Tim Nickels gives us ‘Fight Music’ a science-fiction story so unlike anything else I have read in a long time that I found myself sinking into its hallucinatory world. People become weapons which are themselves musical instruments in a Russia shattered by war and mutations. It really defies description but is brilliant.
‘First and Last and Always’ by Emma Lee brings music together with a strong sense of place and geography. A story of love requited and then lost and then a love that is broken. Throughout this are dotted memories of music and cherished albums and a journey through both music and life.

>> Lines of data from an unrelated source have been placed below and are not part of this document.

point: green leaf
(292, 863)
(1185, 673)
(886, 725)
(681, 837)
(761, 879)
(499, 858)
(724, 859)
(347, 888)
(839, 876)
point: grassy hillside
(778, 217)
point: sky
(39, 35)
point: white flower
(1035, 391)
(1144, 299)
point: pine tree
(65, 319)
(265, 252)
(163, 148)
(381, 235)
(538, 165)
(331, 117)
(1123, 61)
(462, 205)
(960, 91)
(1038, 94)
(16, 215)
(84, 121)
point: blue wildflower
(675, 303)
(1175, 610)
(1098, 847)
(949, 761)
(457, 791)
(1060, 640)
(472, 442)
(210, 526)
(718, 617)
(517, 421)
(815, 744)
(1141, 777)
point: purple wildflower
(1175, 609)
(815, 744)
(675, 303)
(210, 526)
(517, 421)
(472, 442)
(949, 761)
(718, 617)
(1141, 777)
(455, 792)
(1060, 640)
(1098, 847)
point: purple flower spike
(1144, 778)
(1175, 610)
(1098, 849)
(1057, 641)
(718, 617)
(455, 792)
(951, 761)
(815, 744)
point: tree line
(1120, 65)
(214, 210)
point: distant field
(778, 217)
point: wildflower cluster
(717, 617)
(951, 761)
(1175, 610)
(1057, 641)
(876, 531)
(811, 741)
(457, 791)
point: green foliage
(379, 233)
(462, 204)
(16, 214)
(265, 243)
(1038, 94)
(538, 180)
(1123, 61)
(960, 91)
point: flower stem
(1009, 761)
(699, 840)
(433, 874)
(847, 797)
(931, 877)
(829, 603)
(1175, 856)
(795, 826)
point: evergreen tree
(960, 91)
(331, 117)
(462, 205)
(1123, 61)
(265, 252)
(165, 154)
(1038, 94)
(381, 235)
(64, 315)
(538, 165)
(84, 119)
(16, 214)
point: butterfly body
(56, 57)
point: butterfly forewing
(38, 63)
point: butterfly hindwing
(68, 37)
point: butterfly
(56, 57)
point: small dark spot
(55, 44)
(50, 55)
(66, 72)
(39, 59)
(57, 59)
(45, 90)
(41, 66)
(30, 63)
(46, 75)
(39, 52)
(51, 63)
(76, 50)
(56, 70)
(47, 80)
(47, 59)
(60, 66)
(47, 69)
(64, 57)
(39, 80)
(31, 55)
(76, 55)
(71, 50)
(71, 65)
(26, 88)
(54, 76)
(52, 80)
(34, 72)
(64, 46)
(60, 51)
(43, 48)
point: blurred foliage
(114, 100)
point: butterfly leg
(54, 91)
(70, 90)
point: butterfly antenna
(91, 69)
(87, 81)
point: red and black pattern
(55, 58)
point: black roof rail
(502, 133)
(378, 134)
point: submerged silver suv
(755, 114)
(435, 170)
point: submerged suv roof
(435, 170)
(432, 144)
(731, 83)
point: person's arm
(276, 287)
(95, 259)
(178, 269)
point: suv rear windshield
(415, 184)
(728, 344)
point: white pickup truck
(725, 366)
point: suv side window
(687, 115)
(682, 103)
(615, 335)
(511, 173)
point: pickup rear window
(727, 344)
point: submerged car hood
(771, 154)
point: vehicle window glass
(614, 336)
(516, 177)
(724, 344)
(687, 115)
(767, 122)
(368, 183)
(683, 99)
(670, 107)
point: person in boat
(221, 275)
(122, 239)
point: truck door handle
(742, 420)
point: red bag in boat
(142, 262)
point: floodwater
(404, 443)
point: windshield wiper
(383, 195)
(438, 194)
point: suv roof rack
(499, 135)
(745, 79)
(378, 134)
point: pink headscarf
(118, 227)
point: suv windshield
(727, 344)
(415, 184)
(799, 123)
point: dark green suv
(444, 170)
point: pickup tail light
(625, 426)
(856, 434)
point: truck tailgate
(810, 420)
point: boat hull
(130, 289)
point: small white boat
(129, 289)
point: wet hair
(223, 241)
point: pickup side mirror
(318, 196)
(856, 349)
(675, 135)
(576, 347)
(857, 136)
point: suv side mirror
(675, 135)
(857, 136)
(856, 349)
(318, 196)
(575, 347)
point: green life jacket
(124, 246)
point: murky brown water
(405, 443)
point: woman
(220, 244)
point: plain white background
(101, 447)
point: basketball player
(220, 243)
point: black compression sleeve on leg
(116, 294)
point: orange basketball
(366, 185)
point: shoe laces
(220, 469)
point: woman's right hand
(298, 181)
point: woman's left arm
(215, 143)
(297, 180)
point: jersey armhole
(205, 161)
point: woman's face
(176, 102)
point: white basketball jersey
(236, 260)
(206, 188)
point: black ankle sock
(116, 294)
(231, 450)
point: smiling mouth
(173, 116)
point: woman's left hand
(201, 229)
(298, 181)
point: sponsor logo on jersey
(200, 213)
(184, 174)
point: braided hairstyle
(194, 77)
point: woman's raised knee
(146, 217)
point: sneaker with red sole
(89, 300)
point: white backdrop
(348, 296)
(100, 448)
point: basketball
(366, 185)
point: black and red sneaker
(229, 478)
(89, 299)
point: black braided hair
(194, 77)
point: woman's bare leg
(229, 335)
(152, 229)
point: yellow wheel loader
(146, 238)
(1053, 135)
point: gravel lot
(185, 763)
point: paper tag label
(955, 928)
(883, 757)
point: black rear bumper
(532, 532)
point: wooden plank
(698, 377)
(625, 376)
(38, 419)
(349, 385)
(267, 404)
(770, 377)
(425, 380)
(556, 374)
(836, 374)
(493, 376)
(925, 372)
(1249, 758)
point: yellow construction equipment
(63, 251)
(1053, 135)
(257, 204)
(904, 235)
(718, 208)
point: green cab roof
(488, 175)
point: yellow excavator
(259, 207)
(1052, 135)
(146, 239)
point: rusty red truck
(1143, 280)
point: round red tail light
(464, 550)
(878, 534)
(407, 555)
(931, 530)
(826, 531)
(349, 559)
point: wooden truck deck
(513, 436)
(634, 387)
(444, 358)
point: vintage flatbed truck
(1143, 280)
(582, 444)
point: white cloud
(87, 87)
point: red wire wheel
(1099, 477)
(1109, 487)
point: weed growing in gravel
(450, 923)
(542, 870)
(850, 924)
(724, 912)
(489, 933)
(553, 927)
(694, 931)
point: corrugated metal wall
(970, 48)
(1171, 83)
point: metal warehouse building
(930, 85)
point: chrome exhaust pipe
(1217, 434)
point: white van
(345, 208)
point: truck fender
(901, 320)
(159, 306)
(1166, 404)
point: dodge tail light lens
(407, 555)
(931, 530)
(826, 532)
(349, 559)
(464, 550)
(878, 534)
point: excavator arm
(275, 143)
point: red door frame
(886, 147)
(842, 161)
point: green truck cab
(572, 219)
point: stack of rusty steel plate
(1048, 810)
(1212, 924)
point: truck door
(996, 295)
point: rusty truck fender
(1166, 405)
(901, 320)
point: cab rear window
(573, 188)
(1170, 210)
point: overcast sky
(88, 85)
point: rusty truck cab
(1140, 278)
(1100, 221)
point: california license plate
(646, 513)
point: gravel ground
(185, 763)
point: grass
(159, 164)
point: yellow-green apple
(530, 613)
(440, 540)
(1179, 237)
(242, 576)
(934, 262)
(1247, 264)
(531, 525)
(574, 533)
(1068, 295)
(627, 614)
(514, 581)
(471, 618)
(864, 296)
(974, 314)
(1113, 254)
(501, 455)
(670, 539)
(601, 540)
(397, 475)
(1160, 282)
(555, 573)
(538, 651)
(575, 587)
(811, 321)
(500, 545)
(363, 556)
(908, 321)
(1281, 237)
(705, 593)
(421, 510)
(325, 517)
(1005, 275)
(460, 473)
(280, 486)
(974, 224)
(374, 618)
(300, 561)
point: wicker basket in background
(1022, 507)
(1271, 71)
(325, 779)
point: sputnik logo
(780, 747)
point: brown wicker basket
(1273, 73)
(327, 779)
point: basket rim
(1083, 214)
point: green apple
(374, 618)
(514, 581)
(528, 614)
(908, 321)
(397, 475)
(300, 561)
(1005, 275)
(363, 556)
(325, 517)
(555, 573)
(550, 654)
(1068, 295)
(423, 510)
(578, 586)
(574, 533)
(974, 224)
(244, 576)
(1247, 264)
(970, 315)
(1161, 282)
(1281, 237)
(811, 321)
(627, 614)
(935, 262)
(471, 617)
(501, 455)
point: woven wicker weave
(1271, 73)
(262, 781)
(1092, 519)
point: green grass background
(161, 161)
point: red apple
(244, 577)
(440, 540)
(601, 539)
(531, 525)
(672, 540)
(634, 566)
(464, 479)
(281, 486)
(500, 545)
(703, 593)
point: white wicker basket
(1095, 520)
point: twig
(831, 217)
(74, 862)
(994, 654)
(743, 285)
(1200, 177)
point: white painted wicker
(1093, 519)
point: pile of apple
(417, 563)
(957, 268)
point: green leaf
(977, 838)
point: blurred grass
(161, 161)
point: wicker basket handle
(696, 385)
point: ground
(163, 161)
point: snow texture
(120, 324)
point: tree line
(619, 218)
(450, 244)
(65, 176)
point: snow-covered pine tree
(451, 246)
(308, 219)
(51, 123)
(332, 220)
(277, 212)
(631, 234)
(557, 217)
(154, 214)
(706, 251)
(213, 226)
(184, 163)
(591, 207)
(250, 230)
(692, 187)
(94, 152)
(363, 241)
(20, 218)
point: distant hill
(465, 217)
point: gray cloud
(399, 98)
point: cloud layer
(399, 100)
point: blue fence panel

Lee’s story is complex and beautiful and shows how important music can be to memory.
‘A Night in Tunisia’ by Tony Richards tells of an unusual transatlantic relationship between a jazz fan and jazz musician. The influence of this little known musician makes itself felt on the central protagonist even beyond the grave until we can see the ghost of songs future stretching into the distance. A great ghost story.
‘In The Pines’ by Rosanne Rabinowitz is also something of a horror story, yet set in three distinctive time periods and following the influence of a legendary song, Into The Pines. The power of this song resonates throughout history, developing its power to break down the boundaries between worlds and give myth form. A complex and satisfying tale.
Finally we have ‘The Barrowlands’ Night’ by Philip Raines and Harvey Welles. A last night at a legendary nightclub and a violent entity known as the ‘Mosh Demon’. But this story is about much more than violence. It is also about the breakdown of family, and despair. A powerful piece to end on.
I cannot sing the praises of Elastic Press and the marvellous new collection enough. Gary Couzens has found some unique and powerful voices and added to them the voices of musicians themselves. A brilliant idea for a collection and one that shows the power of good short fiction in its best light.